Early election surprise: Katie Valenzuela leads Councilman Steve Hansen in Sacramento council race
Katie Valenzuela could unseat City Councilman Steve Hansen for the high-profile seat representing downtown, midtown and Land Park.
As of a Wednesday morning update, with about 7,500 votes counted, Valenzuela led Hansen by a margin of 54 percent to 46 percent. Another update is scheduled for Friday.
But it’s far from over, said Hansen, who on Tuesday night said he expects another 20,000 ballots to be counted from the district’s 39,000 registered voters. Nobody who cast a vote Tuesday – the first Super Tuesday presidential primary for California voters – has been included in the results released so far, Hansen said.
“This is just a small fraction,” Hansen said. “We just have to let the votes be counted. There’s a huge turnout because of the presidential race and a lot of it came in late.”
It could be a few weeks before the result is determined, which was the case in 2012 when Hansen was first elected to the council, he said.
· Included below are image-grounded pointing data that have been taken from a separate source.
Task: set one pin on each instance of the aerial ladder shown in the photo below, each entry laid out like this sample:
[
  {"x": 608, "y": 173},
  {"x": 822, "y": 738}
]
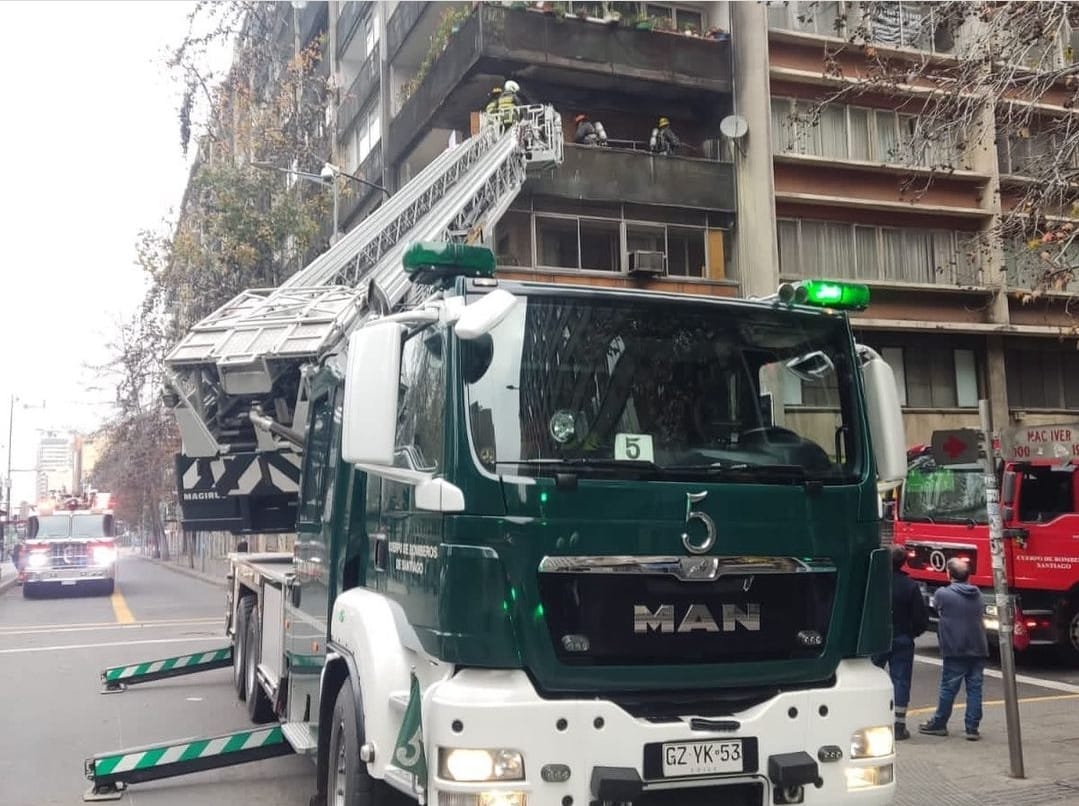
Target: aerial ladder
[{"x": 236, "y": 379}]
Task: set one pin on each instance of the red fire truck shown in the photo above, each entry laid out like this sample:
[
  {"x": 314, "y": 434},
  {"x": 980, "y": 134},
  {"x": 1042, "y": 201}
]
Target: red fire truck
[
  {"x": 70, "y": 544},
  {"x": 941, "y": 515}
]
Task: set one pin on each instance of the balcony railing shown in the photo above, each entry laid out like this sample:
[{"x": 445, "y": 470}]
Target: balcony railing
[
  {"x": 558, "y": 52},
  {"x": 634, "y": 177}
]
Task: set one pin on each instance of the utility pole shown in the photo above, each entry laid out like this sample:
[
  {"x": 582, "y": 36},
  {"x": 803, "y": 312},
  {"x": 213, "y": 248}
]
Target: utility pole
[{"x": 1005, "y": 612}]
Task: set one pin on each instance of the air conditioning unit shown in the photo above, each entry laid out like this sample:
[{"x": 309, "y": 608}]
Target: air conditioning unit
[{"x": 647, "y": 263}]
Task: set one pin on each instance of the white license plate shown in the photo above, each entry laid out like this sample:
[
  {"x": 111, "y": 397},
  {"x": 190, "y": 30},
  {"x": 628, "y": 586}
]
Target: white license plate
[{"x": 701, "y": 757}]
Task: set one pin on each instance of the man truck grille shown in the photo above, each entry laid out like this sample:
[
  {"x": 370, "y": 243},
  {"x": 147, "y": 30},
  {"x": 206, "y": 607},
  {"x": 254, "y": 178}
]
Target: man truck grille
[{"x": 642, "y": 617}]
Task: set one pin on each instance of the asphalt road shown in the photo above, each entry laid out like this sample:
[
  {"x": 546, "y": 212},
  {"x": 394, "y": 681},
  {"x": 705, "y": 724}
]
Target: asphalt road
[
  {"x": 1039, "y": 671},
  {"x": 52, "y": 715}
]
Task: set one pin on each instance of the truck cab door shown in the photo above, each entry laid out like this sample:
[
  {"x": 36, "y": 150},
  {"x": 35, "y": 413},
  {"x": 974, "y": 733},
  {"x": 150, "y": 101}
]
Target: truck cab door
[
  {"x": 1046, "y": 511},
  {"x": 405, "y": 548}
]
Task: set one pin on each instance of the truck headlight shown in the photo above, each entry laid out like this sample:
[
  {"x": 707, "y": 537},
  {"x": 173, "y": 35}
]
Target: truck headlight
[
  {"x": 104, "y": 555},
  {"x": 872, "y": 742},
  {"x": 465, "y": 764}
]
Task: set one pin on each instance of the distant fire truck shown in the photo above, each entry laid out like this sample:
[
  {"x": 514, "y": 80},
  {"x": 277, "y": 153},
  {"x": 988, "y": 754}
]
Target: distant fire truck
[
  {"x": 70, "y": 542},
  {"x": 942, "y": 514}
]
Hansen, 40, is a progressive and the council’s first openly gay council member.
Valenzuela, 34, a first-time candidate for elected office, wants to “push the council a little bit farther left,” she said. She is the policy and political director for the California Environmental Justice Alliance and serves on the board for the Sacramento Community Land Trust.
“We’re really excited to have a good first result but know we still have a lot of ballots to count,” Valenzuela said Tuesday night. “We think this shows that grassroots campaigns can be viable in Sacramento. Whether or not I win, the people power we’ve garnered in this race will hopefully inspire good candidates to run in the future. It makes a stronger democracy when more people run with ideas to improve their community.”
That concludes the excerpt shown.